Start parallel clusters using parallel package

Usage

parallel_start(
  ...,
  .method = c("parallel", "spark"),
  .export_vars = NULL,
  .packages = NULL
)

parallel_stop()

Arguments

...

Parameters passed to underlying functions (See Details Section)

.method

The method to create the parallel backend. Supports:

  • "parallel" - Uses the parallel and doParallel packages

  • "spark" - Uses the sparklyr package

.export_vars

Environment variables that can be sent to the workers

.packages

Packages that can be sent to the workers

Parallel (.method = "parallel")

Performs 3 Steps:

  1. Makes clusters using parallel::makeCluster(...). The parallel_start(...) are passed to parallel::makeCluster(...).
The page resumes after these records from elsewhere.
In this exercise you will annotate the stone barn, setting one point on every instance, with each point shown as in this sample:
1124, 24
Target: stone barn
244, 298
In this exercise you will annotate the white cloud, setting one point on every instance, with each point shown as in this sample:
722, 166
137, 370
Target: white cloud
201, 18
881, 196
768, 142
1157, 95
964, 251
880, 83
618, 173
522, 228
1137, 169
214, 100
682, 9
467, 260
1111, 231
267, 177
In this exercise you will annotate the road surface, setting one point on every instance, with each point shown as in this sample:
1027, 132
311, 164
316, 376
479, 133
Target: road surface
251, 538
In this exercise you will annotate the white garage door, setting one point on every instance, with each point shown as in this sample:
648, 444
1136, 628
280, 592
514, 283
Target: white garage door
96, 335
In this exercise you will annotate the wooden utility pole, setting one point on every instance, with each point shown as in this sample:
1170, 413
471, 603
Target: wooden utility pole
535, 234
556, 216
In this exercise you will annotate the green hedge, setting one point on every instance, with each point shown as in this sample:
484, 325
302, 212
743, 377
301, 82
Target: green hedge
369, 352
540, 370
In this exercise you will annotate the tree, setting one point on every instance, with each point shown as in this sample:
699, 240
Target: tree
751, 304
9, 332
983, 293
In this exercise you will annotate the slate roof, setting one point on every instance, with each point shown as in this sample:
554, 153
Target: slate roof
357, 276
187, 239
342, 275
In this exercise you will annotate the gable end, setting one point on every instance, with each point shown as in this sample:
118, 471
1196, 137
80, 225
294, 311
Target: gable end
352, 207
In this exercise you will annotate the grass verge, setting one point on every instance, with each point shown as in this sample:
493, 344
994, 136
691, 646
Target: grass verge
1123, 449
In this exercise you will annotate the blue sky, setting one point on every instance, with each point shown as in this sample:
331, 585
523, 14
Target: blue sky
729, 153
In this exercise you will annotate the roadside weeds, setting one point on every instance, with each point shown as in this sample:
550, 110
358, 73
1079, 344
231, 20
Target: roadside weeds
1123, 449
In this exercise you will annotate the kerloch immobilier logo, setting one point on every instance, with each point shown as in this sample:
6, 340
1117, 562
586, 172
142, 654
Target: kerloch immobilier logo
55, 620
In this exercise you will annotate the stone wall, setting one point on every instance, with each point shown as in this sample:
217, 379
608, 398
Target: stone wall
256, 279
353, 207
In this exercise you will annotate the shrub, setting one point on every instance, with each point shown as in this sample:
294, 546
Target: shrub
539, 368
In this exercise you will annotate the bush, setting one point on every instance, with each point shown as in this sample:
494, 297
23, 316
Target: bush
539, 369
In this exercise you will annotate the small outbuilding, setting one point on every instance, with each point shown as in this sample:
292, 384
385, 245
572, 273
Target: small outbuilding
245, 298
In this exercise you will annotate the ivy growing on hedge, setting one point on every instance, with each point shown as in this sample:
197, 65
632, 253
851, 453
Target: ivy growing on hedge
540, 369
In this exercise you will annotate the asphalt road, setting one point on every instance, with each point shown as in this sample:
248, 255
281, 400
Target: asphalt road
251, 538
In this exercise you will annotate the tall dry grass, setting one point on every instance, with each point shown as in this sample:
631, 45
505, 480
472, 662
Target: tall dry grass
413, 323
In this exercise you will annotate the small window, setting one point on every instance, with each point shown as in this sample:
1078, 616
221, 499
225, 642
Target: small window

  2. Registers clusters using doParallel::registerDoParallel().

  3. Adds .libPaths() using parallel::clusterCall().

Spark (.method = "spark")

  • Important, make sure to create a spark connection using sparklyr::spark_connect().

  • Pass the connection object as the first argument. For example, parallel_start(sc, .method = "spark").

  • The parallel_start(...) are passed to sparklyr::registerDoSpark(...).

Examples


# Starts 2 clusters
parallel_start(2)

# Returns to sequential processing
parallel_stop()